The Thing About Happiness

Here’s an outrageous theory: I think we’re afraid to be happy.

To be really and truly happy.

A few days after the New Year and posting my 2013 word, I got hit by the usual post-New Year’s quarter-life blues. I was brooding over several things, thinking about things that I want to have and want to achieve in the coming year and then I felt that familiar grip of fear, the one that makes me wonder what the heck do I want to do with my life now, the one that makes me want to curl into a ball and hide and wish that I’m one of those people who gets handed things on a pretty silver platter.

Then I got up, took a deep breath, gathered courage and told myself: Keep calm, it’s only January.

So in the next days, I found myself brooding again, more on the financial side. I was thinking about something that I wanted to get, something that I’ve been meaning to get myself for a while now but never got around to because I prioritized other things over it. Now it felt like the best time to get it, but then maybe it’s not because there’s this big trip I’m planning take this year and it’s either one or the other. So I let it go.
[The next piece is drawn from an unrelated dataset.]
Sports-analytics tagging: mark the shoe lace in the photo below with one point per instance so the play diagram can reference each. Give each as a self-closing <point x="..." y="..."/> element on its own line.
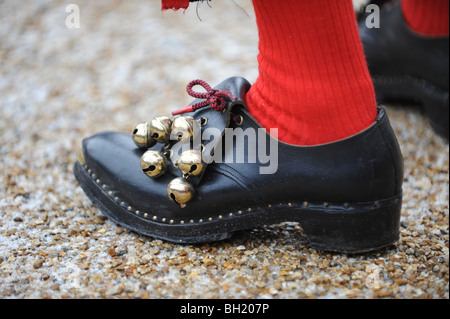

Then the next day, my boss offers me the thing I want, for a lesser price.

And I was all, I can’t believe you’re doing this to me.

It feels like a huge coincidence, someone selling that thing I want just as when I was thinking about it. I didn’t want to get it, because it felt like an impulse buy and I couldn’t possibly afford it given the other plans I have. But it niggled at me. I talked to my brother who told me that it’s too good of a deal to pass up on, and taught me several ways for me to get it. I considered what he said and did some computations, and realized that I may actually afford it. It’s going to be a bit tight, but I can afford it, and it will really be way cheaper than if I get the same thing brand new.

But I didn’t know if I should do it. Like I said, it felt like it was an impulse buy. It felt like I shouldn’t get it. It felt like it’s a test, it’s something that I shouldn’t fall for and getting it would mean I won’t be going to the trip I want to go to after all.

But what if it isn’t? What if this is God’s answer to my prayer?